Q: Can we have a fixed number of shards?

A: One qualification for a shard is that the data within a shard should fit on a single machine completely.
As in our case, the data is growing at a fast pace, if we have a fixed number of shards, data within a shard will keep growing and exceed the 10TB mark we have set per machine. Hence, we cannot have a fixed number of shards. The shards will have to increase with time.

Q: How many shards do we have and how do we distribute the data within the shard?

A: Lets say our number of shards is S. One way to shard is that for every key, we calculate a numeric hash H, and assign the key to the shard corresponding to H % S.
There is one problem here though. As we discussed earlier, the number of shards will have to increase. And when it does, our new number of shard becomes S+1.
As, such H%(S+1) changes for every single key causing us to relocate each and every key in our data store. This is extremely expensive and highly undesirable.

Q: Can we think of a better sharding strategy?

Hint: Consistent Hashing.

A: Consistent hashing is ideal for the situation described here. Lets explore consistent hashing here.
Let's say we calculate a 64 bit integer hash for every key and map it to a ring. Lets say we start with X shards. Each shard is assigned a position on the ring as well. Each key maps to the first shard on the ring in clockwise direction.

What happens if we need to add another shard ? Or what if one of the shard goes down and we need to re-distribute the data among remaining shards?

Similarily, there is a problem of cascading failure when a shard goes down.

Modified consistent hashing
What if we slightly changed the ring so that instead of one copy per shard, now we have multiple copies of the same shard spread over the ring.

Case when new shard is added :

Case when a shard goes down : No cascading failure. Yay!

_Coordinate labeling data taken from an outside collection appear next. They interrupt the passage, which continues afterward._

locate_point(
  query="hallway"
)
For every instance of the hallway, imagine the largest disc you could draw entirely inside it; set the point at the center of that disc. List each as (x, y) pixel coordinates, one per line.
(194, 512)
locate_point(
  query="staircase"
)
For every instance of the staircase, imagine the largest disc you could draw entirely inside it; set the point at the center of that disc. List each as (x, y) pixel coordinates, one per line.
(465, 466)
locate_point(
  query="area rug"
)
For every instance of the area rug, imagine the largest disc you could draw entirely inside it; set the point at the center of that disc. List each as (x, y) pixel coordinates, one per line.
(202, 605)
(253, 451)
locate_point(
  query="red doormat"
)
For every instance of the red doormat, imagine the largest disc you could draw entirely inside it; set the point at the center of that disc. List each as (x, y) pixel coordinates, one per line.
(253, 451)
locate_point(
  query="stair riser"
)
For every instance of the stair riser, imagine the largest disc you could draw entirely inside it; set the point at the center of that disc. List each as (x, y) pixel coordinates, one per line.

3.2 Highly Available database:
https://www.interviewbit.com/problems/highly-available-database/

Design a distributed key value store which is highly available and is network partition tolerant

Features:

Q: What is the amount of data that we need to store?
A: Let's assume a few 100 TB.
Q: Do we need to support updates?
A: Yes.
Q: Can the size of the value for a key increase with updates?
A: Yes. In other words, its possible a sequence of keys could co-exist on one server previously, but with time, they grew to a size where all of them don't fit on a single machine.
Q: Can a value be so big that it does not fit on a single machine?
A: No. Let's assume that there is an upper cap of 1GB to the size of the value.
Q: What would the estimated QPS be for this DB?
A: Let's assume around 100k.

Estimation:

Total storage size : 100 TB as estimated earlier
Total estimated QPS : Around 100k

Q: What is the minimum number of machines required to store the data?

A: Assuming a machine has 10TB of hard disk, we would need minimum of 100TB / 10 TB = 10 machines to store the said data. Do note that this is bare minimum. The actual number might be higher if we decide to have replication or more machines incase we need more shards to lower the QPS load on every shard.

Design Goals:

· Latency - Is this problem very latency sensitive (Or in other words, Are requests with high latency and a failing request, equally bad?). For example, search typeahead suggestions are useless if they take more than a second.

· Consistency - Does this problem require tight consistency? Or is it okay if things are eventually consistent?

· Availability - Does this problem require 100% availability?

There could be more goals depending on the problem. It's possible that all parameters might be important, and some of them might conflict. In that case, you’d need to prioritize one over the other.

Q: Is Latency a very important metric for us?

A: Since we want to be available all the time, we should try to have lower latency.

Q: Consistency vs Availability?

A: As the question states, we need good availability and partition tolerance.
Going by the CAP theorem ( Nicely explained at http://robertgreiner.com/2014/08/cap-theorem-revisited/ ), we would need to compromise with consistency if we have availability and partition tolerance.
We can however aim at having eventual consistency. As is the case with any storage system, data loss is not acceptable.

Deep Dive:

Lets dig deeper into every component one by one. Discussion for this section will take majority of the interview time(20-30 minutes).

Note : In questions like these, the interviewer is looking at how you approach designing a solution. So, saying that I’ll use a NoSQL DB like Cassandra is not an ideal answer. It is okay to discuss the architecture of Cassandra for example with rationale around why some components were designed the way they were..

Q: Is sharding required?

A: Lets look at our earlier estimate about the data to be stored. 100TB of data can’t be stored on a single machine.
Lets say that we somehow have a really beefy machine which can store that amount of data, that machine would have to handle all of the queries ( All of the load ) which could lead to a significant performance hit.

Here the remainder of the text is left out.